In a London paper, Dr. Sarah Anderson, an NHS ophthalmologist, writes of her dad’s battle with the NHS amidst his battle with cancer: “I never for a moment thought that a life could be decided by something as arbitrary.” She elaborates, “Yet that is what has happened to my father. And it is only now, sitting on the side of the patient, that I have seen the injustice inherent in our system and the devastation it can cause.”
NICE refused to fund the drug her father needed. Her family responded by trying to pay for it out of pocket, but, she writes, “the NHS told us that if we pay for the drug the NHS will not pay for any of his care. All blood tests, scans and doctors’ visits will have to be paid for as well. The NHS will wash its hands of him.” Dr. Anderson concludes, “If Dad should lose his life to cancer, it would be devastating[,] but to lose his life to bureaucracy would be far, far worse.”

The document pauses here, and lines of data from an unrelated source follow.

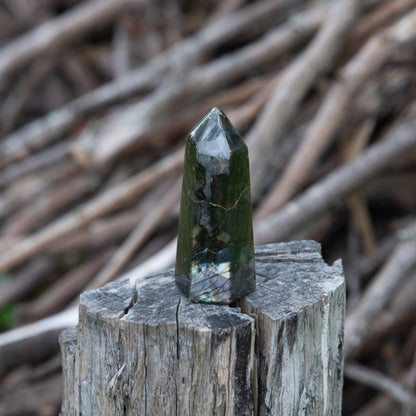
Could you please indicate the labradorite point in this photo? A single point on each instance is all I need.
(215, 252)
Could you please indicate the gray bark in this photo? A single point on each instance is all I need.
(148, 350)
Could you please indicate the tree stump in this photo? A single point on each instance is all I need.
(148, 350)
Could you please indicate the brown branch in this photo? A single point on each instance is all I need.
(97, 207)
(54, 34)
(338, 184)
(41, 132)
(294, 84)
(137, 237)
(48, 205)
(122, 130)
(379, 381)
(19, 95)
(333, 111)
(30, 278)
(376, 297)
(64, 290)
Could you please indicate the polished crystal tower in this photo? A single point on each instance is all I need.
(215, 253)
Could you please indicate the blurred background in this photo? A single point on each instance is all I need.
(96, 100)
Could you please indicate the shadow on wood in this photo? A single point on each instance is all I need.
(148, 350)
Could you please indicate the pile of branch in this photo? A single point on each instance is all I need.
(96, 101)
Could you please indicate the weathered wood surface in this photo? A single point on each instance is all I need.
(148, 350)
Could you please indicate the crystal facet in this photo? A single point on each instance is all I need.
(215, 253)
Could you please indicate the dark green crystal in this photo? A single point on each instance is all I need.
(215, 253)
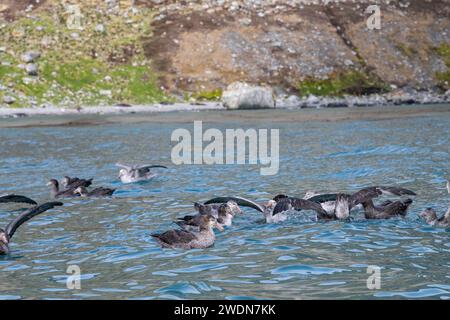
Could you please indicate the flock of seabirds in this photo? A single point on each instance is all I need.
(197, 231)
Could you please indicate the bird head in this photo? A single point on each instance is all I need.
(212, 222)
(52, 182)
(65, 181)
(4, 241)
(429, 215)
(80, 190)
(234, 207)
(122, 172)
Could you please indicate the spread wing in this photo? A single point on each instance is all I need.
(298, 204)
(206, 208)
(100, 191)
(240, 201)
(369, 193)
(27, 215)
(16, 198)
(79, 183)
(126, 167)
(175, 236)
(321, 198)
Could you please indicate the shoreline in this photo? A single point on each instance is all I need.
(215, 113)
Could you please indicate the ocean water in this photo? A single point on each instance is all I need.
(109, 239)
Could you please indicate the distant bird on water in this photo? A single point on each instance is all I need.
(7, 233)
(56, 193)
(97, 192)
(136, 173)
(344, 203)
(71, 183)
(183, 239)
(16, 198)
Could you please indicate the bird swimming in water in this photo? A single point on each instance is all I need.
(431, 217)
(97, 192)
(16, 198)
(213, 208)
(273, 209)
(56, 193)
(344, 203)
(7, 233)
(224, 215)
(136, 173)
(183, 239)
(72, 183)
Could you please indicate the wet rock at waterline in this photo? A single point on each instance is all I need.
(9, 99)
(241, 95)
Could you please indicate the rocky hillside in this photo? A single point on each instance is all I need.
(147, 51)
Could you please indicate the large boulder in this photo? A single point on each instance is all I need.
(241, 95)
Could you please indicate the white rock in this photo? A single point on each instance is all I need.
(9, 99)
(240, 95)
(31, 56)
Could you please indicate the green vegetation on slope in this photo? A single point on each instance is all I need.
(100, 64)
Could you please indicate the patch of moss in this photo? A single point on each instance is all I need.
(81, 70)
(406, 50)
(214, 95)
(444, 51)
(350, 82)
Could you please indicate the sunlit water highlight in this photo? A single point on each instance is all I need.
(297, 259)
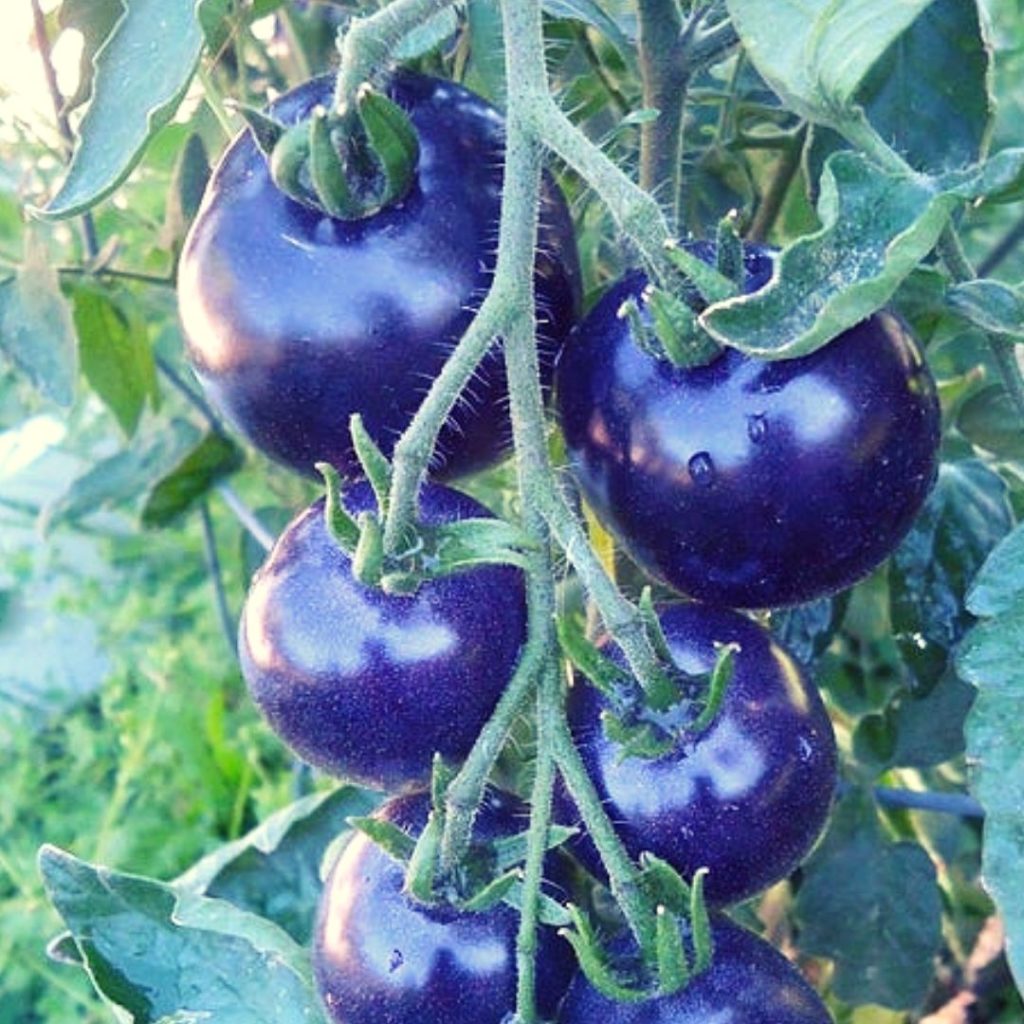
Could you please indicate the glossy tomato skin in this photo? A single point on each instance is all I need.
(294, 320)
(744, 482)
(745, 798)
(749, 982)
(368, 685)
(381, 957)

In marked contrast, Berwick — who writes that “we know dependence on market forces for constructive change is playing with fire” — gushes that the British “NHS is not just a national treasure; it is a global treasure.”
Now President Obama and Dr. Berwick want to open that “global treasure,” or similar riches, on this side of the pond. There are really only two reasonable explanations for this: one, an ideological zeal for centralized planning; two, a personal desire to be in control of that planning. We hear a lot about the dangers of the “profit motive.” This is the far more dangerous “power motive.”
Tocqueville warned of this motive, sagely writing, “One can easily foresee that almost all the ambitious and capable citizens that a democratic country contains will work without respite to extend the prerogatives of the social power, because they all hope to direct it one day. It is a waste of one’s time to want to prove to them that extreme centralization can be harmful to the state, since they centralize for themselves.”
Thankfully, the real power in America still lies with the people — as it always has. And five simple and salutary words can free us from Obama’s and Berwick’s destructive designs: Repeal, and then real reform.